The secrecy is in sharp contrast to the United States, the only other major economic power to legally maintain the death penalty. But unlike in America, where crime and punishment have become the national obsession, violence of almost any sort is almost unknown in Japan.

Capital punishment, among the most vivid forms of government-perpetuated violence, has long been wrapped in mystery.

Its recent suspension occurred without fanfare, and its presumed resumption has come without notice, epitomizing how the Japanese government quietly attempts to enforce accountability and cope with severe violations to public order.

"In Japanese society there has always been a feeling that a dangerous criminal who takes a life must take responsibility by losing his own life," said Ryuchi Nagao, a Tokyo University law professor. "Deterrence theory is less important than revenge or retribution."

This tradition extends beyond the courts to an internalized system of capital punishment. Suicide, after a serious violation of acceptable behavior, is an ancient and practically noble tradition in Japan.

"Social pressure is more important than incarceration. There is no tradition of carrying the burden." says Makoto Iwai, of Amnesty International, the London-based watch group that condemns capital punishment as an abuse of human rights.

While nominally there are 17 crimes for which death is a penalty, most of the 58 people thought to be awaiting execution, and 32 others whose sentences are being appealed, stand convicted of brutal multiple murders.

Among the seven thought to have been executed during the past year: Shujiro Tachikawa beat his mother to death with a concrete block to collect on a life insurance policy, then strangled a witness: his wife.

Kojimo Tadao was discovered in the midst of a botched safe-cracking burglary by a 7-year-old boy and the child's parents. He strangled all three.

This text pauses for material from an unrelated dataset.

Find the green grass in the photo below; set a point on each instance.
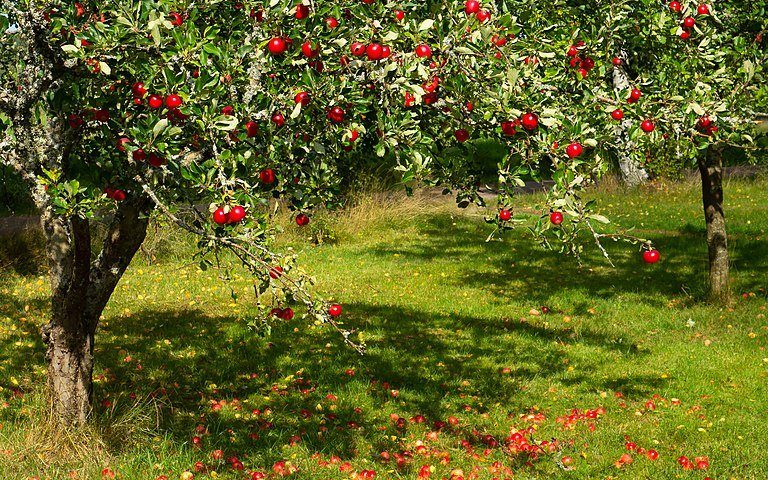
(450, 328)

Sakaguchi Toru and Deguchi Hideo were convicted of trying to mask an embezzlement scheme at work by killing two executives.

And so on.

They were all sentenced in the mid-to-late 1970s and spent a minimum of 14 years in jail before finally being sent to the gallows (the only approved method of execution).

Legal process shorter

The legal process is far shorter in Japan than it is in the United States where delays in execution are the product of endless appeals through the state and federal courts.

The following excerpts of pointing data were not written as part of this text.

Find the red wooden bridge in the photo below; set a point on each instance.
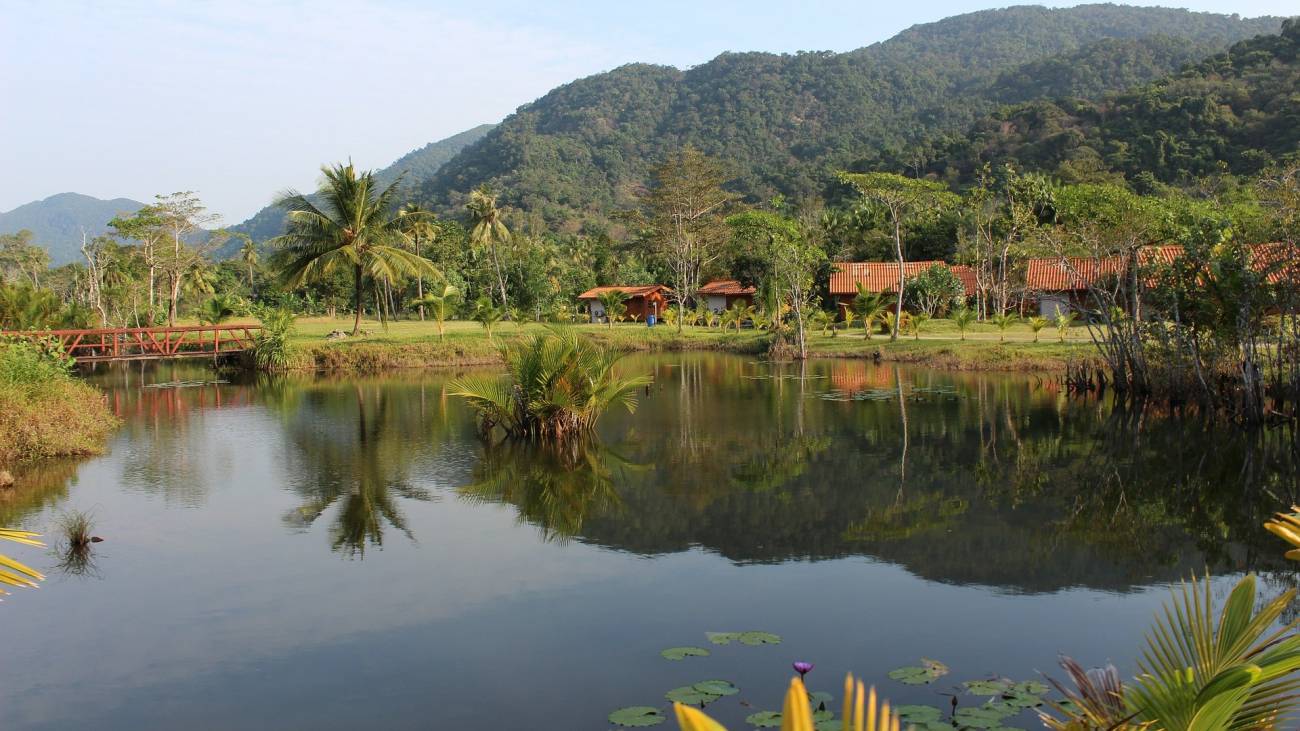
(150, 344)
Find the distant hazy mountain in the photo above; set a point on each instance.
(417, 165)
(57, 221)
(784, 122)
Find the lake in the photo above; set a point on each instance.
(341, 553)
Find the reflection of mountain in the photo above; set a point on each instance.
(1005, 484)
(352, 453)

Why the lengthy period of incarcerations nonetheless occurs, despite provisions in the Japanese penal law encouraging speedy administration of penalties, is one of many unanswered questions.

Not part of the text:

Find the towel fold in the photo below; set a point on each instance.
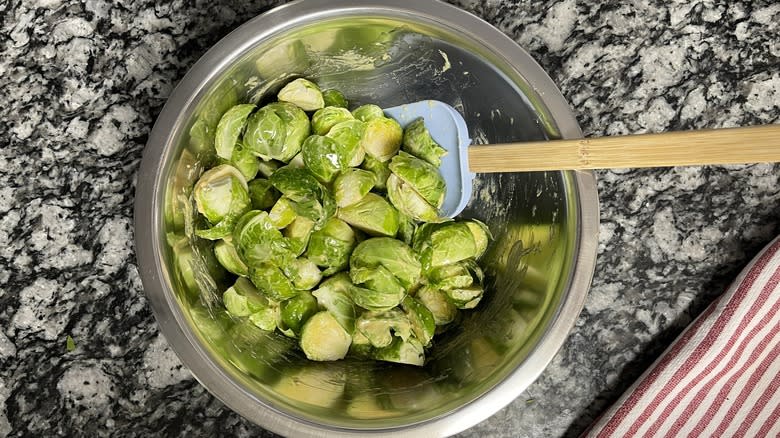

No information is disclosed on the scheduling of executions. The silence, says Kauznori Goto, of the Justice Ministry's criminal affair's bureau, is "to protect other death-sentence prisoners, to maintain their emotional stability."

Similarly, the procedures for executions have never been

disclosed.

Several recently published accounts by former guards and exonerated prisoners describe a system where notification comes shortly before death.

In the morning, steps will be heard in the hallways. When a key turns in the lock of a cell, the others know that their time has yet to come. The one to be executed is given a good meal, fresh clothes, and the opportunity to write a letter. Then, in a small room with only prison personnel present, a rope is put around a neck, a trap door opened, and it is over.

Information on who has been executed in often thin or non-existent. For instance, evidence that Mr. Toru was among the most recently executed comes from a telephone message said to have been left for a family member.

Revealed by Amnesty

In 1989 another execution went undetected for four months. It was revealed when a letter from Amnesty International was returned to sender.

The Justice Ministry justifies this silence by saying it spares the relatives of the executed from associated shame.

Often this information can be determined by whether the name of a known death-row inmate has been removed from the koseki, the elaborate system that documents every Japanese citizen.

But even at this bureaucratic intersection between life and death, the information may never come to light because access to the registry is limited.